One both consciously and unconsciously notices Pollock’s progressively growing energy and intensity over the course of painting “Reflection of the Big Dipper”. After the “oldest” thick, calm brush strokes of burgundy, green, and silver come more intense, thinner strokes of blue, orange, yellow, and other colours, where Pollock’s brush begins to skip and bounce of the canvas. The visual pace becomes more visually piercing and emotionally evocative with strong stabs of white “comets” that have very long, very straight tails and thick, three dimensional heads. Their strong linearity is contrasted and infected by purple and yellow, which Pollock applied as spritzes/splatters without any sense of “stroke”. Finally, non-viscous black, applied with line-splatter hybrid strokes, sits boldly, defiantly on top.
It is very difficult to analyse the importance of individual components of Pollock’s diverse visual vocabulary here, especially because “Reflection of the Big Dipper” is one of his earliest drip-style paintings, where he leaned more towards pure chaos before discovering more harmonious “meaningful” forms in his more mature work. Yet for all its chaos, this painting has a few “rules of physics”. The black and white sit in front of the more chaotic, colourful bed; they had the most clearly defined shape and most powerfully shaped my experience. The space around the black line-splatters and white comets around the edges of the canvas is essential to accentuating their “collisions” (of extra-splattery black) in the centre of the canvas. The black lines gracefully extend to the edges of the canvas, conveying their fast, swirling motion and consequently your eye is caught following their powerful paths.

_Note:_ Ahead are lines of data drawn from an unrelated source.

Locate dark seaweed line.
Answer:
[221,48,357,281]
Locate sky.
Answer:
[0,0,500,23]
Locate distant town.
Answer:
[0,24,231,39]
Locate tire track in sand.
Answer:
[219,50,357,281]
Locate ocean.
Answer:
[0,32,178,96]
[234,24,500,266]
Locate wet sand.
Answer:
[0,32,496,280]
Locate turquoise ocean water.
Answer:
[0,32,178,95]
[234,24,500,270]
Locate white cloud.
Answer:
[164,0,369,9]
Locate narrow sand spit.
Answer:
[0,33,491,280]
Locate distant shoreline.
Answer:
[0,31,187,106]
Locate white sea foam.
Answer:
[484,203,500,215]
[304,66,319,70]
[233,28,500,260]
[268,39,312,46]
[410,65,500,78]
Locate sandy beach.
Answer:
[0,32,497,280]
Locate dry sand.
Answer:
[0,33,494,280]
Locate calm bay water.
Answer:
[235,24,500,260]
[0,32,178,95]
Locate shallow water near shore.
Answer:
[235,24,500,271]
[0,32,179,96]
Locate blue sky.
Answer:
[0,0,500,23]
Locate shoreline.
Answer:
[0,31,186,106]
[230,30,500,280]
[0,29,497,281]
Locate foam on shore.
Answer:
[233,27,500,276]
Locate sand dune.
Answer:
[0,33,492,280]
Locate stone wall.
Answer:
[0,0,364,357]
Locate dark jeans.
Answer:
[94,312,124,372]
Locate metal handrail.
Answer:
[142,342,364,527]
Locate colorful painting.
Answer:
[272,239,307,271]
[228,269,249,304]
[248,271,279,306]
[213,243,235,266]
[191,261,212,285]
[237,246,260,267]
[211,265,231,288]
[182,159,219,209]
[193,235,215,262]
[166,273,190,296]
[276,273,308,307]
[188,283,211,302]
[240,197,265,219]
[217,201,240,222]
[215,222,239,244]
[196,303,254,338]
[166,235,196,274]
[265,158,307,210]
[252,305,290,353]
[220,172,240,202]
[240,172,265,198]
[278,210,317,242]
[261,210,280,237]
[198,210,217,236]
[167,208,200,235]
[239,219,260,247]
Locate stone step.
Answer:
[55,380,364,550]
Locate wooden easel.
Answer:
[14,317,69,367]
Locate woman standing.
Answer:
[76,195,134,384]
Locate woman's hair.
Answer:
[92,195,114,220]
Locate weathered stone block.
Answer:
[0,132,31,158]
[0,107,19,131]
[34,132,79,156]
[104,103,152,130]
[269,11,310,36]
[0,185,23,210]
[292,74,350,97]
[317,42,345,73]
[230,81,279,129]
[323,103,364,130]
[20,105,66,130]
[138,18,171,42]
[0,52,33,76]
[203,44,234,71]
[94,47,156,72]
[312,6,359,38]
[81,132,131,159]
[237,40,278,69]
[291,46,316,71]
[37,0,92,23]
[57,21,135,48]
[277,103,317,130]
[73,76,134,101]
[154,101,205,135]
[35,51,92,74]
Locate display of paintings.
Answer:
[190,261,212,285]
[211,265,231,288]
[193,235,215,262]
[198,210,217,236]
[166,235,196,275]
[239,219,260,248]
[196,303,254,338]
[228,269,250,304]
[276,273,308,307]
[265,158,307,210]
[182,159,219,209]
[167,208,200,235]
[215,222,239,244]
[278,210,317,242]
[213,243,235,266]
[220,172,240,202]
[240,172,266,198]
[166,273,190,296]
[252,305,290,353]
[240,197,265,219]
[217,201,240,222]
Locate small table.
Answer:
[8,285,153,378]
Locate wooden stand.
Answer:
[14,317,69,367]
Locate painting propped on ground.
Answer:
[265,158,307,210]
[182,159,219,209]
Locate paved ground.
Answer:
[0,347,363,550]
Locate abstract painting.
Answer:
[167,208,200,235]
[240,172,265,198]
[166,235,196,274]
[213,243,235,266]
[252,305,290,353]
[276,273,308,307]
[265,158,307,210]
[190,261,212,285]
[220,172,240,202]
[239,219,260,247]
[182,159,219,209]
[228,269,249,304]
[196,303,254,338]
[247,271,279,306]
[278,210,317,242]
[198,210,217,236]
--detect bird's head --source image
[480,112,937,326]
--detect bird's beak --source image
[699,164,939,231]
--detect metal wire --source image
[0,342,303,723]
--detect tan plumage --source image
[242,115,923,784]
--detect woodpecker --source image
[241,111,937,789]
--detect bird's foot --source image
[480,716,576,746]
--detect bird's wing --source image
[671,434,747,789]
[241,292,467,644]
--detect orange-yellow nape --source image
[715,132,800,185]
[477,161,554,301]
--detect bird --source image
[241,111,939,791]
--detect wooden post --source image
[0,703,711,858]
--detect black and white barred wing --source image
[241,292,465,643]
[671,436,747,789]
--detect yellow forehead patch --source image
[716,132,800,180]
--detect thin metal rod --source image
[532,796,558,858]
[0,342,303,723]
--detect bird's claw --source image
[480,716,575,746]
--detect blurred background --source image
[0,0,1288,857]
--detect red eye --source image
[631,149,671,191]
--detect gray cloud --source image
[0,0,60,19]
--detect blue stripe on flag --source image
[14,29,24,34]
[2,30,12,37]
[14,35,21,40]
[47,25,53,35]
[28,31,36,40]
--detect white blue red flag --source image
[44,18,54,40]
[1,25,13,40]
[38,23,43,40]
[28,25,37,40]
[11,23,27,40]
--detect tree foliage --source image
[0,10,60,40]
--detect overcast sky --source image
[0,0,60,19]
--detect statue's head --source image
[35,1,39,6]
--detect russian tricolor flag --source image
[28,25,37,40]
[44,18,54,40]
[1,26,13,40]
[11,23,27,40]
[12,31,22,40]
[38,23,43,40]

My eye found nowhere to comfortably rest, contributing to the immersive effect of the piece. However, the straightness of the white comet tails provided key moments, not of “rest”, but at least of “orientation” - lines by which to orient my sense of direction and briefly halt my eye’s relentless movement. Importantly though, they sit somewhere in the middle of the painting’s production and their linear “pureness” is viciously interrupted by splatters - a strong vote for the painting’s ultimate “organic-ness”. But, in short, Pollock’s chaos is beautifully immersive, strong, and inescapable.